Pour nous, il s’agit en réalité de mettre en place avec notre équipe d’accompagnement opérationnelle une boîte à outils adaptée à chaque cas afin d’éteindre un incendie dont personne à l’heure actuelle ne connaît exactement l’ampleur ni la durée. Pour le moment notre visibilité est bonne et rassurante.

Notre approche doit aussi se concentrer sur les enjeux de financement à moyen terme et les conséquences inévitables de cette crise sur les performances opérationnelles. Nous devrons répondre aux besoins financiers les plus urgents de nos participations au moment de leur redémarrage. Dans cette phase de rebond, nous devrons être offensifs et actifs à leurs côtés.

 

Que seront les jours d’après ?

Dans ce contexte, évoquer les enjeux de notre métier du Private Equity est un exercice complexe. En effet, au-delà de ces considérations concrètes subsistent un certain nombre d’interrogations déterminantes pour le futur.

La première de ces interrogations concerne les moyens dont disposeront les entreprises fragilisées pour faire face à l’augmentation brutale de leur endettement, en parallèle d’un retrait parfois significatif de leurs performances opérationnelles. Le retour de la planche à billets ? Une reprise de l’inflation ? Des dettes transformées en subventions comme le modèle américain semble le dessiner ? Des réponses fortes concertées au niveau européen seront indispensables et elles ne seront pas sans conséquence sur l’ordre financier mondial.

Nous pouvons également nous interroger sur l’évolution de la valeur des actifs. Cela est vrai pour tous les supports à commencer par les Bourses dont la chute brutale pourrait favoriser les concentrations avec relance des OPA amicales ou hostiles.

Pour le private equity, une correction, même si elle est de moindre ampleur que sur les marchés côtés, ne sera-t-elle pas inévitable ? Sur le court terme, c’est probable. Sur le moyen terme, rien n’est moins certain. Nous sortons d’une période où l’activité tournait à plein régime et les levées de fonds ont été importantes. Les entreprises qui auront passé cette période sans trop d’encombre ou auront su adapter leur modèle en sortiront même probablement renforcées et donc mieux valorisées. Toutefois, nous devons éviter que nos transactions, tant à l’achat qu’à la vente, ne se grippent. Les opérations des prochains mois seront scrutées à la loupe.

En parallèle, les transformations des modèles économiques s’accéléreront très certainement, le digital étant probablement l’un des grands gagnants de cette guerre sanitaire, tant par les moyens de connexion et de travail à distance qu’il permet, que par la gestion efficace de la data avec toutefois le corollaire engendré de la cybersécurité.

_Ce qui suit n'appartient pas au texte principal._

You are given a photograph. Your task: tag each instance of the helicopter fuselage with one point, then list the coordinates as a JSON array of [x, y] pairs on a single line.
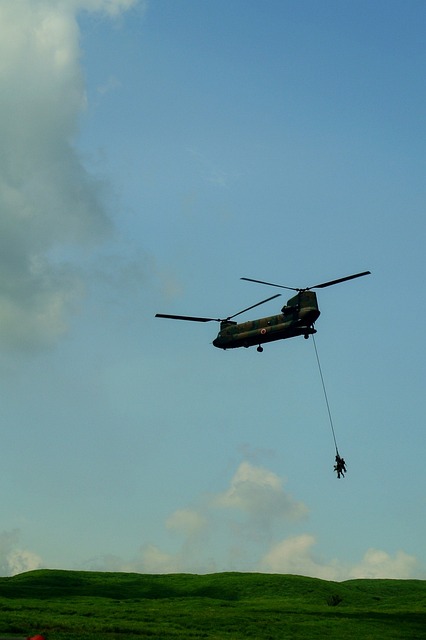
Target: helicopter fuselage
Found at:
[[297, 318]]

Allons-nous assister au retour en grâce de ce qui est l’ADN du capital développement ? A des investissements plus longs laissant le temps aux entreprises de construire la valeur nécessaire pour traverser ces crises systémiques. Je l’appelle de tous mes vœux. Car n’oublions pas que l’un des grands enseignements de cette épidémie aura été le révélateur d’une faiblesse structurelle de notre industrie que nous connaissions tous mais sans jamais réagir.  Comment avons-nous pu être aveugles au point de devenir économico-dépendants de la Chine dans un grand nombre de secteurs clés ? A commencer par celui, vital, de la santé. Pour la fabrication de certaines molécules de médicaments. De masques. Ou encore de tests. Nous touchons là aux limites de « la Chine usine du monde » qui assure plus de 25% de nos approvisionnements. A l’issue de cette crise, il sera sans doute utile et salutaire de réfléchir à engager de vrais plans d’investissement pour relocaliser en Europe un certain nombre d’entreprises. Dans cette revanche de l’économie réelle, je suis certain que le private equity aura un rôle fondamental à jouer.